Friday, February 27, 2009

Temps are staying high... hopes are up...

So, apparently I really ovulated. 5 DPO, my temperature is still rising, and now I have a Early Pregnancy Predictor with a green 35 on it. It doesn't mean I have a 35% chance of being pregnant, just that it matches the signs in other women's charts. Complicated, I don't need to get the technical part, I'm happy with just the results. And if they make a colorful chart, all the better. It even looks pretty. But the wait until March 13th, when I'm supposed to test, is going to be excruciating. And considering the fact that when I was pregnant with L, the pregnancy tests kept coming back negative until week six of the pregnancy... I may even be up for a longer wait. I need to do something to take my attention from this. I'll go back to yoga next week. Or maybe swimming would be a better idea... Some kind of physical activity that takes my mind out of chart world... And I have decided that from next week on, I'm going to set aside some time of my week to research about VBAC. And to post whatever I found here. Ina May, there I go...

Wednesday, February 25, 2009

Maybe this month?

According to my chart, I ovulated on the 22nd, which means I'm on 3DPO. I don't want to get too happy, because last month the chart also told me at one point that I had ovulated and it changed its mind some days later... But the pattern looks more normal this month, so maybe... That doesn't mean that I'm getting pregnant, but at least my body would be doing what it is supposed to do, and would probably save me from taking medicines... I will still see the OB, at the end FF is just an Internet monitor and I don't want to fall for "google medicine". The funniest thing is that in case I'm pregnant, the due date would be six days from my birthday... I still have to decide if that would be good or not.
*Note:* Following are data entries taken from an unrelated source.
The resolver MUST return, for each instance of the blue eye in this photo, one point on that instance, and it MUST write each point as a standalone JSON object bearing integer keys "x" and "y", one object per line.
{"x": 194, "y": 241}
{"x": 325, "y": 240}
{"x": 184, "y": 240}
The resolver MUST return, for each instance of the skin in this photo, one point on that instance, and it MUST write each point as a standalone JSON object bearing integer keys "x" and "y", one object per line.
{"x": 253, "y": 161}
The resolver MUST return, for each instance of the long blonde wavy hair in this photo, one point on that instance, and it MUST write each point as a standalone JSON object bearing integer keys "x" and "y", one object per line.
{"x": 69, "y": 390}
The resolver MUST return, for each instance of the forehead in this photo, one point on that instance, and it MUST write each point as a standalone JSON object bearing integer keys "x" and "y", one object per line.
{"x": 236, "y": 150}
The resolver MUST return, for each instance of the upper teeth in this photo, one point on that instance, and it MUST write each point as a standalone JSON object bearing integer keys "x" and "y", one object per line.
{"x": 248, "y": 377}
At the end I was expecting a big party to console myself from the fact that I'm hitting 30... It could be interesting to spend it in labor... A VBAC would be a wonderful birthday gift.

Tuesday, February 17, 2009

Let's keep going...

My OB's assistant called, and they want to do blood work on me on the third day of my next cycle. They will check the thyroid thing, too. I don't think it's too good that I always talk to the assistants... I guess it is if that means that the doctor is attending a delivery herself without abandoning the poor laboring woman... But, how do I know that? Anyway, I'll go for my appointment at the beginning of March (or whenever my cycle starts), and we'll see what happens. My problem is that I don't really want to take anything that would increase my chances of conceiving twins. Not that I don't think they are adorable, but with my history of preeclampsia, that would mean almost guaranteed bed rest, and without any family being able to come, that would be a huge problem. I don't want to leave my toddler... Wishful thinking, anyway, because for any chance of twins I need to get pregnant first. I should be ovulating right now, but I don't feel it happening. I used to, but I think I'm controlling and charting everything so much that I have forgotten how to read my body.
I'm realizing that I am focusing on the conception part of my next pregnancy... and at some point I should talk a little about the VBAC part and how I'm preparing for it. I will. Soon.

Friday, February 6, 2009

Yet again...

I can keep charting as much as I want, and I can keep postponing that visit to my OB as well, but that's not going to change the fact that I'm not getting pregnant. I got my period again today, to my disappointment. My own fault, I know. I also went to take the medical examination for my Green Card process, and the doctor told me that my thyroid gland looked swollen. I had thyroid blood work done in the Fall because I wasn't feeling well, and everything came back fine, but there was nothing swollen back then. I want to think that it may be the reason why I'm not getting pregnant. I guess I'll have to call my OB on Monday and have it checked, just in case. I'm not ready to consider anything else at this point. Let's start the new chart. Sigh.

Tuesday, February 3, 2009

Fed up

I'm mad. At myself. A couple of days ago I took a random pregnancy test. Just because. Of course it was negative. But a little nausea and a little sleepiness were enough to trigger my hopes. Apparently, and according to my temperatures and my chart, I haven't ovulated yet. Neither I did last month. I can believe that, or blame it on the lack of opportunities. Or think that maybe I'm not ovulating because of some happy reason... But that's not happening, and I will be disappointed once again. Little L sees babies and his face lights up... So does mine. When I see his.